Monday, May 05, 2008

Baseball Day!

Jose Reyes congratulates David Wright after his solo homerun in the fourth inning. Photo: Connors AP

I thought I would take today to talk about one of the few things that I care about more than politics (those things are religion, my family, food and), baseball. Specifically let me talk today about the New York Mets. The Mets greatest talent is not playing baseball but breaking my heart. Like a girlfriend who can't be faithful the Mets have found ways year after year to raise my hopes to their zenith and then with one fell cheating swoop, snatch my dreams away with a fateful slap. Last year it was a historic 7 1/2 game collapse over the last 17 games. The year before we lost to a punchless and weak St. Louis Cardinal team in what should have been "our year". In 2000 we were overmatched and under-talented. After 1986 our players decided that snorting coke, partying, and not playing good baseball was better than winning games. It's definitely a hard-knock life...but I have a plan. Omar Minaya if you are reading this ... make sure that you give me credit for the retooling (not rebuilding) plan.
Step 1: It begins with drafting strong, and keeping our picks. Take the best players available and don't worry that the Commissioner's office wants to put a cap on signing bonuses.
Step 2: We have great building blocks to be a contender for the next ten years. David Wright at 3rd, Jose Reyes at SS, Carlos Beltran at CF, Johan Santana, John Maine, and Oliver Perez at SP. Most teams would kill for this core of talent. Keep them all and build upon them, make smart decisions on the free agent market...but fill the gaps with young players from the farm system (from step 1). Don't take the bait and sign high priced old Free Agents...
Step 3: Right this minute (meaning do it right now)... trade Delgado for some young players, trade Luis Castillo for some young players, trade El Duque for some young players, do NOT resign Pedro Martinez...trade Angel Pagan (or send him to the Minors he is Not a major leaguer)...trade either Marlon Anderson or Damion Easley, we don't need two players who do the exact same things. The most important part he is restocking the farm, even if most of the returns are B prospects and not A prospects.
Step 4: Stay positive, step 3 is not giving up on this year. We can still contend even if we trade everyone I mentioned in step 3. Our rotation is good, our bullpen is solid, and our offense will still be one of the best in the National League.

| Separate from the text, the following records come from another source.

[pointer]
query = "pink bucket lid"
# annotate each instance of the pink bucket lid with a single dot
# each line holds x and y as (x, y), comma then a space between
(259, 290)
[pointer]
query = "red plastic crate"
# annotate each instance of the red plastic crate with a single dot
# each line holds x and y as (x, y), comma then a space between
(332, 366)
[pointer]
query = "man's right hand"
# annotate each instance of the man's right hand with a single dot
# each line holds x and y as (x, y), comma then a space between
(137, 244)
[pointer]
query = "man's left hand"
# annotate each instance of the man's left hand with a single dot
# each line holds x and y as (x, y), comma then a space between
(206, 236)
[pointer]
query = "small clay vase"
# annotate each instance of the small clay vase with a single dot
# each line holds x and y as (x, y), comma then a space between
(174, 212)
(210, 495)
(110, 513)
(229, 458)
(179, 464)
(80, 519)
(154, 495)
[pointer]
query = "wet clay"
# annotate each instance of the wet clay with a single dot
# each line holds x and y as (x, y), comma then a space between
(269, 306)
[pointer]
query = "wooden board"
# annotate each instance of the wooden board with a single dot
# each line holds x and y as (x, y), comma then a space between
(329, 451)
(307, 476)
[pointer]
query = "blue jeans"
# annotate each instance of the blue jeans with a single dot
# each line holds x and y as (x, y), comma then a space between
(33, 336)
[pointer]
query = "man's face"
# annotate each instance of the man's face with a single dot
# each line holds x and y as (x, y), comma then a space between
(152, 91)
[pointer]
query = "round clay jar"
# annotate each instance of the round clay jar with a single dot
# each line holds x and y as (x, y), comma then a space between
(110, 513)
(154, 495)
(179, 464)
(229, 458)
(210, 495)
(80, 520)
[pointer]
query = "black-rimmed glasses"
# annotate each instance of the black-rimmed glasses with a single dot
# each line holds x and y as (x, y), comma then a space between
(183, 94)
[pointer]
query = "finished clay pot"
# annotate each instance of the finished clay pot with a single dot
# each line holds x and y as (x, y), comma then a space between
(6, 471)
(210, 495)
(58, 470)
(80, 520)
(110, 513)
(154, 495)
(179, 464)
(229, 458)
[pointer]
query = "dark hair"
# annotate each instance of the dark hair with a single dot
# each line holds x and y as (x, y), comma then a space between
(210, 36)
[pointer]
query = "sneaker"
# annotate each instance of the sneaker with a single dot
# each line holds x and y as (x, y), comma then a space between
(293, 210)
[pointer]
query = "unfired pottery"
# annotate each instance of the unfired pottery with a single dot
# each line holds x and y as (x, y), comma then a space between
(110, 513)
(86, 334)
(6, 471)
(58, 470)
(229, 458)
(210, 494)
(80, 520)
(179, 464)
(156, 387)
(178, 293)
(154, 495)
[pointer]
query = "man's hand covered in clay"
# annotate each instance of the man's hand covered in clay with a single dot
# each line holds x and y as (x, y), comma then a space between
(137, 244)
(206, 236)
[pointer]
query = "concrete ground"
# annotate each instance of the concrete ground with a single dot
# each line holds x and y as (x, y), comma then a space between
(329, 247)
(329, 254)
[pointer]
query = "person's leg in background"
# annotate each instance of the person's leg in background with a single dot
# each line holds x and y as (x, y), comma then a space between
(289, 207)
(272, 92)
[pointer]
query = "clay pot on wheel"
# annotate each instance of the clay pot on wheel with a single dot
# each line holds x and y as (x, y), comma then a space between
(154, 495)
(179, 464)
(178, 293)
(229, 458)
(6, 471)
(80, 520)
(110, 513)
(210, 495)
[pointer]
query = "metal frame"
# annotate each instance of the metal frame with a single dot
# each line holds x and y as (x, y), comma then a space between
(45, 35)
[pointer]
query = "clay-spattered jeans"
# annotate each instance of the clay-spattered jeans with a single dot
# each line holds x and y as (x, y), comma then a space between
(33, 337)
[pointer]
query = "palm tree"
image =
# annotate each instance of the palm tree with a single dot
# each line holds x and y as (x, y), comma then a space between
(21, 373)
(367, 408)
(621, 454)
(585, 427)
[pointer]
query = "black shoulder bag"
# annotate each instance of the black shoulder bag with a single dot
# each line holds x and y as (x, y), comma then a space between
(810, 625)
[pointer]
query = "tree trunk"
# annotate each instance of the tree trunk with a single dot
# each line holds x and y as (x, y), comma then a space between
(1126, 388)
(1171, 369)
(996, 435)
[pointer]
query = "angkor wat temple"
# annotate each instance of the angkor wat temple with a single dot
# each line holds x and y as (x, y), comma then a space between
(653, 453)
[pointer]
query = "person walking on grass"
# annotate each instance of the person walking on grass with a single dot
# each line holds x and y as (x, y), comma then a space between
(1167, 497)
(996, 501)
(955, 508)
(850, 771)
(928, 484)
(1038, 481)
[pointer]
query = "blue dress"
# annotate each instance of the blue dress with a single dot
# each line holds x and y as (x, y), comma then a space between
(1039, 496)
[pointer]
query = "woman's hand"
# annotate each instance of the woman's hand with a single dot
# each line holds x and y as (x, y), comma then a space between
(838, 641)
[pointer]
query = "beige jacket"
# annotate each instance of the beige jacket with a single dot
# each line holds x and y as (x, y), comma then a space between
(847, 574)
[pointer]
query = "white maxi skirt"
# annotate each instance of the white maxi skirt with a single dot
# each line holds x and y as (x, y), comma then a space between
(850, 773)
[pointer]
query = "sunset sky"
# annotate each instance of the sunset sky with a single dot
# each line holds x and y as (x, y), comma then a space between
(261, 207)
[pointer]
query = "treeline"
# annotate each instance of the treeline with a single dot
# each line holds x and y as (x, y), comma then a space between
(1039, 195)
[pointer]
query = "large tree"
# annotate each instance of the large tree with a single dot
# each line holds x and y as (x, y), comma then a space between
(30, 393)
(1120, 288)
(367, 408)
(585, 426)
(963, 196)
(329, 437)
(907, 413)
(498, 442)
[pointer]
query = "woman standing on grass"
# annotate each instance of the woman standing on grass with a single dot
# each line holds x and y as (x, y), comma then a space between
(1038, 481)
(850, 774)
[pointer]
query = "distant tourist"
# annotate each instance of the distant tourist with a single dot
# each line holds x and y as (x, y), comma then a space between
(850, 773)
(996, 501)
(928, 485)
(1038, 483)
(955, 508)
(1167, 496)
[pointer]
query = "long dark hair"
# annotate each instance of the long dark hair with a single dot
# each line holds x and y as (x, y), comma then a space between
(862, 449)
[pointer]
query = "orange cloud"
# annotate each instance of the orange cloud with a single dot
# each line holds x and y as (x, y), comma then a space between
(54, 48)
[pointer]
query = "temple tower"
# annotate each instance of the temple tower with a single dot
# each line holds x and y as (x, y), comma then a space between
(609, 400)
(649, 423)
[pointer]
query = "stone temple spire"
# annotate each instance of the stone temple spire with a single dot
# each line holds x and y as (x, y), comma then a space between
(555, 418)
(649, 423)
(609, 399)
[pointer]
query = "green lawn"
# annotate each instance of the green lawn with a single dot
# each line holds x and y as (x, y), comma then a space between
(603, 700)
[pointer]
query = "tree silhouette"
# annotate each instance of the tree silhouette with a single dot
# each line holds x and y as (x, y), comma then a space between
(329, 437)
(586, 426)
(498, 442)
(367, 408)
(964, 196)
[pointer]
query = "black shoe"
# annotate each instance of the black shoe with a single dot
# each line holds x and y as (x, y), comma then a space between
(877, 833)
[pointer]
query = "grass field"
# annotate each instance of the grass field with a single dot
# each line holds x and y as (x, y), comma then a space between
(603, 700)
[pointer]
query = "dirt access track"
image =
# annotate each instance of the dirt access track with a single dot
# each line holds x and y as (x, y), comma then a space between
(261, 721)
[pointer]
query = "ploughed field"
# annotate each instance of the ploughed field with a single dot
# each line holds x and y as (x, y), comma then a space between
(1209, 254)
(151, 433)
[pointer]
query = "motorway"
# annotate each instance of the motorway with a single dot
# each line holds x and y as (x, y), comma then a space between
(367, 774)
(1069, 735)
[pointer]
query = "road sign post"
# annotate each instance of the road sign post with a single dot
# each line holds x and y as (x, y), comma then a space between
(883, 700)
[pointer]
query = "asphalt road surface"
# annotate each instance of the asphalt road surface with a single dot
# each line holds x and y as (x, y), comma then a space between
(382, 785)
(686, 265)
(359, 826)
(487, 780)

Here are a couple of links to two very good sportswriters. Rob Neyer is a frequent contributor to ESPN and an acolyte of the venerable Bill James. Keith Law is a brilliant Harvard grad who has served as a special assistant to the GM for the Blue Jays and is currently Director of Scouting for Scouts Inc. His website is not specifically about baseball but about Keith's interests in general.

The video is a Nintendo Recap of the Mets win in '86 WS game 6 against Boston.

2 comments:

Pickedit said...

Isn't it a little sad that the Mets big World Series is a result of a guy letting a ball go through his legs? Isn't that kinda like winning a game because the other didn't have enough players to play?

the Rambler said...

Not at all. The Red Sox were favored and lost 4 of 7 games. Just like in any sport..."them's the breaks"!